Lets face it guys what made Amiga so fucking cool was back then one could actually afford to breadboard an entirely new chip design and hire enough coders to build an entire OS just to squeeze every drop of power you could out of those chips. Hell theoretically you could do that today, can you imagine an OS that was built mostly in ASM to squeeze every last drop of power out of say an AMD 6 core and 7950 GPU? It would be so insanely fast and powerful it would make everything else look like bad jokes! But unlike when the Amiga came out PCs today are so damned overpowered that frankly it doesn't matter how much bloat and bling MSFT and Apple add to their OSes as we have cycles to spare everywhere. We have multicores hitting crazy speeds, assloads of RAM, and GPUs with hundreds of stream processors. That is the exact polar opposite to what we had when the Amiga was released, where machines were lucky if they had enough oomph to run a GUI at all and slow was pretty much taken for granted. All that customization made Amiga so damned much faster than everyone else it was just insane, it was a multitasking monster in the days of shitty single tasking DOS.

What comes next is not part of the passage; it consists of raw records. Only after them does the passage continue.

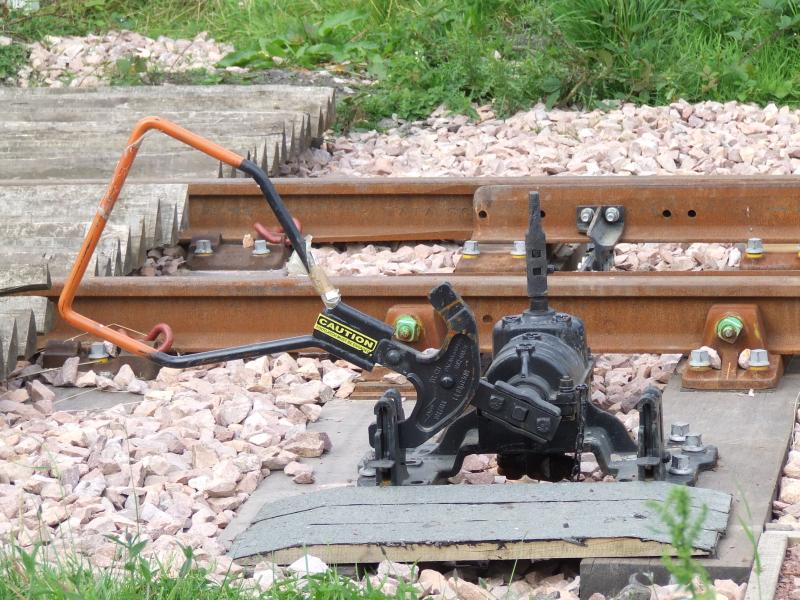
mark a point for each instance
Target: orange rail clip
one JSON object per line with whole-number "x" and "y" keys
{"x": 65, "y": 309}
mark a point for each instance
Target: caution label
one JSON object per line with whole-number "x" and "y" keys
{"x": 346, "y": 335}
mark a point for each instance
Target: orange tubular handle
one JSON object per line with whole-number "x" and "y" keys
{"x": 65, "y": 309}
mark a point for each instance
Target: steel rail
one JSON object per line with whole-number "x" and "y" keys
{"x": 623, "y": 312}
{"x": 658, "y": 209}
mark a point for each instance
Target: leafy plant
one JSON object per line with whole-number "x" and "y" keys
{"x": 333, "y": 39}
{"x": 12, "y": 59}
{"x": 129, "y": 71}
{"x": 684, "y": 527}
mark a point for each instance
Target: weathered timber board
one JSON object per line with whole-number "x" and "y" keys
{"x": 349, "y": 525}
{"x": 23, "y": 277}
{"x": 752, "y": 434}
{"x": 345, "y": 422}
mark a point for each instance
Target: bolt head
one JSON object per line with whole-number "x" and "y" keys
{"x": 203, "y": 248}
{"x": 755, "y": 246}
{"x": 699, "y": 359}
{"x": 759, "y": 358}
{"x": 612, "y": 214}
{"x": 693, "y": 443}
{"x": 260, "y": 248}
{"x": 679, "y": 465}
{"x": 678, "y": 431}
{"x": 471, "y": 248}
{"x": 496, "y": 402}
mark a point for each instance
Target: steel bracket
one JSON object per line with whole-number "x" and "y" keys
{"x": 604, "y": 227}
{"x": 730, "y": 376}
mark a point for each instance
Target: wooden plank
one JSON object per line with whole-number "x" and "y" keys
{"x": 510, "y": 521}
{"x": 25, "y": 330}
{"x": 43, "y": 310}
{"x": 8, "y": 345}
{"x": 752, "y": 434}
{"x": 160, "y": 157}
{"x": 21, "y": 277}
{"x": 771, "y": 551}
{"x": 38, "y": 201}
{"x": 416, "y": 553}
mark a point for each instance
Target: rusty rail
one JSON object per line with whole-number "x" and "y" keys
{"x": 623, "y": 312}
{"x": 658, "y": 209}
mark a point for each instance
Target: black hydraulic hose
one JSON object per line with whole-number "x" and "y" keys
{"x": 278, "y": 207}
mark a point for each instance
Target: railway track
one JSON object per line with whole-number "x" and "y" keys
{"x": 659, "y": 312}
{"x": 624, "y": 312}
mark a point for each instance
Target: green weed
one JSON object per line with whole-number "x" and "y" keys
{"x": 31, "y": 574}
{"x": 684, "y": 527}
{"x": 424, "y": 53}
{"x": 12, "y": 59}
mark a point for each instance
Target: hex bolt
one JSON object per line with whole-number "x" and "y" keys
{"x": 679, "y": 465}
{"x": 612, "y": 214}
{"x": 471, "y": 249}
{"x": 699, "y": 359}
{"x": 728, "y": 328}
{"x": 586, "y": 215}
{"x": 97, "y": 351}
{"x": 755, "y": 248}
{"x": 678, "y": 431}
{"x": 366, "y": 472}
{"x": 407, "y": 328}
{"x": 260, "y": 248}
{"x": 693, "y": 443}
{"x": 759, "y": 359}
{"x": 203, "y": 248}
{"x": 331, "y": 298}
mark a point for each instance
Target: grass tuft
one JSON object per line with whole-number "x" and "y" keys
{"x": 38, "y": 574}
{"x": 511, "y": 53}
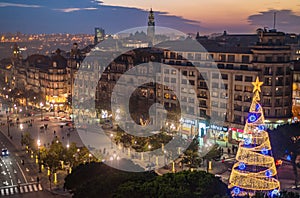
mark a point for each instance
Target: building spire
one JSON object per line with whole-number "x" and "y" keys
{"x": 151, "y": 27}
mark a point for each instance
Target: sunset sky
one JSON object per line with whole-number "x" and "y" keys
{"x": 81, "y": 16}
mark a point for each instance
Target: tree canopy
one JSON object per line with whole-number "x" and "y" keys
{"x": 95, "y": 179}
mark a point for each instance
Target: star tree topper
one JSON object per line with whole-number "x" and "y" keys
{"x": 257, "y": 84}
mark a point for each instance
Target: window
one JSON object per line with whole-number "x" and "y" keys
{"x": 198, "y": 57}
{"x": 280, "y": 59}
{"x": 215, "y": 94}
{"x": 202, "y": 85}
{"x": 287, "y": 81}
{"x": 224, "y": 76}
{"x": 268, "y": 59}
{"x": 231, "y": 58}
{"x": 245, "y": 59}
{"x": 190, "y": 56}
{"x": 237, "y": 118}
{"x": 248, "y": 79}
{"x": 202, "y": 112}
{"x": 222, "y": 57}
{"x": 268, "y": 81}
{"x": 247, "y": 99}
{"x": 214, "y": 104}
{"x": 279, "y": 71}
{"x": 244, "y": 67}
{"x": 215, "y": 76}
{"x": 238, "y": 78}
{"x": 268, "y": 70}
{"x": 203, "y": 94}
{"x": 248, "y": 89}
{"x": 238, "y": 88}
{"x": 223, "y": 105}
{"x": 215, "y": 85}
{"x": 229, "y": 66}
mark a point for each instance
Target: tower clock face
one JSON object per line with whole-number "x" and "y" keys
{"x": 253, "y": 117}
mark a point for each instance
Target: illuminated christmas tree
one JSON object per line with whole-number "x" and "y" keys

Look, I can understand why there are some geeks that secretly pray for the return of Amiga, I really do. I hung onto OS/2 for waaay longer than i should hoping and praying IBM would get their head out of their ass and market it right, but they didn't know what to do with it and totally killed it, same thing here. Commodore was a "cheap prices above all" kind of company and Amiga was this expensive badass ubercomputer that they really didn't have a damned clue how to sell and corporate stupidity killed it. But as much as we'd like to go and hit the reset button, as much as many of us wish it would have ended up Apple VS MSFT VS OS/2 VS Amiga, sadly things didn't work out that way. so let the old gal rest in peace, she had a good run, was ahead of her time, but that time is past. Companies like this just trying to ring a few more pennies out of the property are just a sad cash in, hoping there are enough geeks with money and a bad case of nostalgia they can make a quick buck.
ACs don't waste your time replying, your posts are never seen by me.